LESSON: Play what you know. Especially if what you know has a pleasantly alliterative feel to it.
Ashlee Simpson-Wentz
Ashlee Simpson-Wentz, mother of Bronx Mowgli, wife of Pete, and sister of Jessica, just opened
Chicago on Broadway playing Roxie Hart.
You may remember that Renee Zellweger played the same role in Rob Marshall’s unsurpassable
film version of this musical, which Marshall recently tried to surpass with his
woeful film version of
Nine.
LESSON: When something is unsurpassable it means it is unable to be surpassed.
Katie Holmes
You may remember that Holmes appeared onstage in 2008 in
All My Sons, another Arthur Miller play, and then offstage as well in about ten million paparazzi photos with her daughter Suri as they hung around Manhattan for what seemed like forever.
A reviewer for the
NY Daily News said she added a 'fitting glint of glamour' to the play, but criticised her for being, ‘at times … strangely shrill.’

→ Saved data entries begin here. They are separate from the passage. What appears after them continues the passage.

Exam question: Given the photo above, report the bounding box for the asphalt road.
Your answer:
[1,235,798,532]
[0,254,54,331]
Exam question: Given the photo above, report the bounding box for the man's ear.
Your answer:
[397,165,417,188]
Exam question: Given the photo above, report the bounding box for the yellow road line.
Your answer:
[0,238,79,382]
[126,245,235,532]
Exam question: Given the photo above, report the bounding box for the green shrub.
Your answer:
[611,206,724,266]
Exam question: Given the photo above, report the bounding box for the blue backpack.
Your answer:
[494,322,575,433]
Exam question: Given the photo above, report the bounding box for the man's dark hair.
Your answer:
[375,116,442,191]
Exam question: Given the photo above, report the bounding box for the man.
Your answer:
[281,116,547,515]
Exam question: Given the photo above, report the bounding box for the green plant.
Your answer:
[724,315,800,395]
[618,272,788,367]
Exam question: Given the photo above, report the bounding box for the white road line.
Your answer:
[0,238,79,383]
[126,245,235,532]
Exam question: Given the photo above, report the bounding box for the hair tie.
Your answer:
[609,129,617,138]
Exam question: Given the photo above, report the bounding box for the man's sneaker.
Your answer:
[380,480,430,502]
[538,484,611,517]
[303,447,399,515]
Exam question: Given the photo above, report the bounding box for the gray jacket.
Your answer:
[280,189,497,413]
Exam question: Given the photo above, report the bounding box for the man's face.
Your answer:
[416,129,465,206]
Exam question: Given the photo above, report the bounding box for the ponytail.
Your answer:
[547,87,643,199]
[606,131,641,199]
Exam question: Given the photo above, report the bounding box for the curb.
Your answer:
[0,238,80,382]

LESSON: Don't be strangely shrill.
Jude Law
I apologise that Law is the only male I've included in this lesson plan, but judging by the testosterone-crazed fierceness he displays as Hamlet in this photo and the number of children he's sired, I've decided he probably counts for at least three men; actually, more like
four.
He played the role on Broadway last year and a review
said that his 'undeniable charisma and gender-crossing sex appeal may captivate Broadway theatergoers who wouldn't normally attend productions of Shakespeare'.
LESSON: Have undeniable charisma and gender-crossing sex appeal.
Sienna Miller
Last year's
New York Times review of Sienna Miller’s Broadway debut in
After Miss Julie limited its praise
to her ‘good diction, good posture and great legs’.
The
Associated Press also thought she ‘looks sensational: her trim figure wrapped in a pert floral print dress that shows off her great legs.’
LESSON: Have great legs.
Catherine Zeta-Jones
A new production of Stephen Sondheim's
A Little Night Music recently opened on Broadway, starring Catherine Zeta-Jones, which is reason enough to celebrate all night in the streets. But apparently Zeta-Jones, who gets to sing 'Send in the Clowns', is decent, supple and vulpine in the role, which is further reason to be glad.
From the
New York Times: ‘In addition to being drop-dead gorgeous … Ms Zeta Jones brings a decent voice, a supple dancer's body and a vulpine self-possession to her first appearance on Broadway.’
LESSON: Be vulpinely self-possessed.